Rabbits (Oryctolagus cuniculus) belong to an evolutionary distinct order to that of rodents such as mouse and rats. This affords molecules of rabbit origin the utility of recognizing human derived epitopes that are non-immunogenic in rodents, increasing the total targetable epitopes. When used in discovery programs, rabbit platforms have been shown to produce a strong immune response elicited by small molecules and haptens, an uncommon process in mice. Furthermore, there is evidence that rabbit-based systems produce antibodies that are more diverse, sensitive and some evidence suggests they may also have higher affinity that those raised from mouse.
Challenges to rabbit antibody development
An integral aspect of therapeutic antibody development is deimmunization which ultimately dictates the therapeutic efficacy in a clinical setting. Several humanization techniques are now well established and widely implemented to deimmunize therapeutic antibodies.
Humanization of rabbit-derived molecules however, is more difficult owing to the divergent structure of rabbit immunoglobulins when compared to rodent or human. For example, rabbit IgGs have an expanded hypervariable LCDR3 and more sequence and structural diversity in light chains.
Much of the structural divergence from human molecules stems from differences in disulfide architecture, with different inter-heavy chain, additional inter-domain light chain, and the possibility of both intra- and inter- CDR disulfide bridges.

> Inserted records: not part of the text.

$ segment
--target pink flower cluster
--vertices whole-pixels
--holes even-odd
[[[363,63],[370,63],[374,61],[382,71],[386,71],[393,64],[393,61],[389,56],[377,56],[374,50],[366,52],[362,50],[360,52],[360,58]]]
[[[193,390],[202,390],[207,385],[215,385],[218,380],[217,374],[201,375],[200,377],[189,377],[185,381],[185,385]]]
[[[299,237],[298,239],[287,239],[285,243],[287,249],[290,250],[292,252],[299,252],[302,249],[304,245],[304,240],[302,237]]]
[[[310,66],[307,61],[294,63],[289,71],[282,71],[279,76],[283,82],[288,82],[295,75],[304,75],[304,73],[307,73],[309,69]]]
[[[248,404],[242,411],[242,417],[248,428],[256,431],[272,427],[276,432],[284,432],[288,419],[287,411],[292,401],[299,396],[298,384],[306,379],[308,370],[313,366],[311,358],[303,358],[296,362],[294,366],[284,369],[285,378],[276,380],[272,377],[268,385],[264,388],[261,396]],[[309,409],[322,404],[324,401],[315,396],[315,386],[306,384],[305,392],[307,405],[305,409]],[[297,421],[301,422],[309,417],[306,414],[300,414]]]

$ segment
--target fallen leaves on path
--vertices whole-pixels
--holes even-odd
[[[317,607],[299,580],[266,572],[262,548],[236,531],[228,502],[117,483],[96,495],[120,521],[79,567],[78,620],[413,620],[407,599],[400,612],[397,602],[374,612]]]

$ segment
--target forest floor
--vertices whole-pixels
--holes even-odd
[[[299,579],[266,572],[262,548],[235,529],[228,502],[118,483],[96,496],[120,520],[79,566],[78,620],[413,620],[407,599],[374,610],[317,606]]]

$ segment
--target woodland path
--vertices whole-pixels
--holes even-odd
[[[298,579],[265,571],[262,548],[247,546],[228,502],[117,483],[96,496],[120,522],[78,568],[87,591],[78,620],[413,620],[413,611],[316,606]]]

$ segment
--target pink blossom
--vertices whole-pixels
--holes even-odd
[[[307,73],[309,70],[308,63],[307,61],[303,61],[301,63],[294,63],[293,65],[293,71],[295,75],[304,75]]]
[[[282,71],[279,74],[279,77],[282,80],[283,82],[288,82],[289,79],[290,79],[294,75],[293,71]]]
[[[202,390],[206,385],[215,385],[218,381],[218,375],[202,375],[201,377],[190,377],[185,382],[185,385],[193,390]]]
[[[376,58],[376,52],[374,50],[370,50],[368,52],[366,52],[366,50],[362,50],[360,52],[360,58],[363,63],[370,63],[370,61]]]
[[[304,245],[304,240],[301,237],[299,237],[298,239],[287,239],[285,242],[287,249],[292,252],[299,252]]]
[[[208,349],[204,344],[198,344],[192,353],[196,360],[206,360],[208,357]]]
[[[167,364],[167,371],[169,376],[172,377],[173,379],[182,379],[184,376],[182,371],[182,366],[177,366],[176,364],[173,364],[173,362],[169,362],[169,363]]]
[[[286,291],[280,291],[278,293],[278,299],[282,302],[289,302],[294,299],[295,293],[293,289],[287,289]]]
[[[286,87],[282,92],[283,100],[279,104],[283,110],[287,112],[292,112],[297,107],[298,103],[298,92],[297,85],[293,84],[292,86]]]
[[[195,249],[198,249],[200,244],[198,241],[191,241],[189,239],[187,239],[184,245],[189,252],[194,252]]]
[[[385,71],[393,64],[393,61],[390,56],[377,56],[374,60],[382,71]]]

As mentioned previously, this leads to attractive properties in terms of the discovery of diverse, high-quality binders, but leads to significant obstacles during humanization.
Fusion Antibodies established humanization expertise
Despite the attraction of rabbit-based discovery platforms, the vast majority of approved therapeutic antibodies are of mouse origin. Established mouse platforms maintain a critical tool in therapeutic development. We have extensive expertise in the discovery and humanization process from several diverse non-human species including mouse and rabbit, affording the ability to design highly bespoke projects dependent on a client’s requirements.
We have performed many rabbit antibody humanizations as part of >240 successful humanization projects with years of experience and expertise in the area. Our propriety CDRx™ platform (outlined in Figure 1) is based on a next generation CDR grafting technique in which CDR loops are intelligently identified with in-house algorithms and grafted onto a library of mature human frameworks. T-cell epitope screens are included in the design process to effectively deimmunize candidate molecules. Adapted algorithms facilitate a high throughput process, enabling humanization of multiple hit molecules in parallel.
Homology modelling and intelligent design principals are utilized to select ideal frameworks whilst avoiding sequence liabilities. This quality by design approach results in humanized proteins with ideal developability profiles, ultimately with the end goal in mind.
Traditionally, many humanization techniques have been concomitant with affinity loss, halting progress to the clinic and dictating the antibody development route through time and resource consuming affinity maturation programs. Our proprietary CDRx™ humanization platform (outlined in Figure 1) is not only robust enough to guarantee affinity to within 2x that of the parental antibody, including more difficult molecules from rabbit origin, but we often observe several-fold affinity improvements in our humanized antibodies afforded by the generation of a diverse matrix of humanized molecules.